Fiji probably had my favorite islands - although Malaysia and Thailand had some great ones, too. Places to skip? New Zealand - but only because I had a big battle with the bureaucracy about my cat. Also, that was the same year they started the now discontinued 'safety inspections'. New Zealand is a nice country with nice people, but nothing sours me more on a place than having to fight officialdom.

Even though I lived on $450 a month, some will naturally wonder how I'm now able to own both my Columbia 34 and a LaFitte 44 - which costs more than $20,000. The answer is a combination of being very frugal, having bought the LaFitte in Mexico, and some good luck. I have to give most of the credit to the booming stock market of the last five years. Had it gone the other way, I'd now be back in the job market instead of getting ready to head out again.

Although I'm very tempted to say, "anyone who puts their mind to it can do as I did", I don't believe it's quite as easy as it was before. The Bay Area seems to be a different place from when I left. Maybe I've been gone too long, but everything seems much 'tighter'. Marinas, for instance, have less room and cost more. Insurance is required everywhere - in fact, I'd never needed it until I returned and a marina made me get it. Living aboard is far more difficult, and the tax assessors are more confiscatory. I could go on, but I don't want to get into a whining mode.

For me there has always been a pull and a push to the cruising equation - something positive pulling me out to explore the world, and something negative pushing me out. I have to say that the push forces are stronger now in the Bay Area than they were then. Northern California is still a great place to visit, but I'm heading out again real soon.

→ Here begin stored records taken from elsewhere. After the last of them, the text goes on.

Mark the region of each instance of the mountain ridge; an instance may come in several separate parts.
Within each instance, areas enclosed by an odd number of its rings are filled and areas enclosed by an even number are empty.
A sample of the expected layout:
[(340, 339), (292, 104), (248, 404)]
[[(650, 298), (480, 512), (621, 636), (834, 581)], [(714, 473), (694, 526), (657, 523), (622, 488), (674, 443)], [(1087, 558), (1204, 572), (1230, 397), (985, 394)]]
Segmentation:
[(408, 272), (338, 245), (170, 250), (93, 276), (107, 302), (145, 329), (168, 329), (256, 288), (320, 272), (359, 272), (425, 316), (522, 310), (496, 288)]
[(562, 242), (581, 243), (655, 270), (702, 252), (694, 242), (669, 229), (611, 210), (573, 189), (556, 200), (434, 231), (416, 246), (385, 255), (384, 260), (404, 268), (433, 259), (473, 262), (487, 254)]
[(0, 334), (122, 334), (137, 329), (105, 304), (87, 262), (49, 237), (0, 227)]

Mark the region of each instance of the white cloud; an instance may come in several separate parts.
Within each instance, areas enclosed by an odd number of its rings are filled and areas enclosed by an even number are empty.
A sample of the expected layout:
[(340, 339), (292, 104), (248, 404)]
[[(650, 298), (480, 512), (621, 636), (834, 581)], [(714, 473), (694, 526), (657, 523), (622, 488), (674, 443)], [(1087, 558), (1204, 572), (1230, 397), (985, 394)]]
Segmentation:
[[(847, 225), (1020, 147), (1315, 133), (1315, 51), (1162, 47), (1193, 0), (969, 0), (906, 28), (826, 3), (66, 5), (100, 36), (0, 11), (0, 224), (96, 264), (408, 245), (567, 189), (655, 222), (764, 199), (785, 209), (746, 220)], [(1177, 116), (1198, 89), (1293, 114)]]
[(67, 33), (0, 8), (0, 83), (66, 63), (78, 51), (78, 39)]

I'm not someone who enjoys publicity, but Latitude's earlier articles added so much to my 'if they can do it, so can I' attitude. As such, I felt it was only right that I contribute something in return. Tomorrow I'll start driving up to Oregon, Washington, British Columbia and maybe parts of Alaska. While in Oregon, I'll be visiting old cruising friends from Nonchalant and Ingrid Princess. They also circumnavigated, so I'll encourage them to send you their stories as well. Mainly I'll be scouting out the coast and the marinas, because I plan to take the LaFitte up that way.

- roy 6/1/2000

Readers - Do you hear that low roar? We think it's the sound of hundreds of newly minted male vegetarian boatowners throwing off their dock lines and setting sail for the youth hostels of Australia.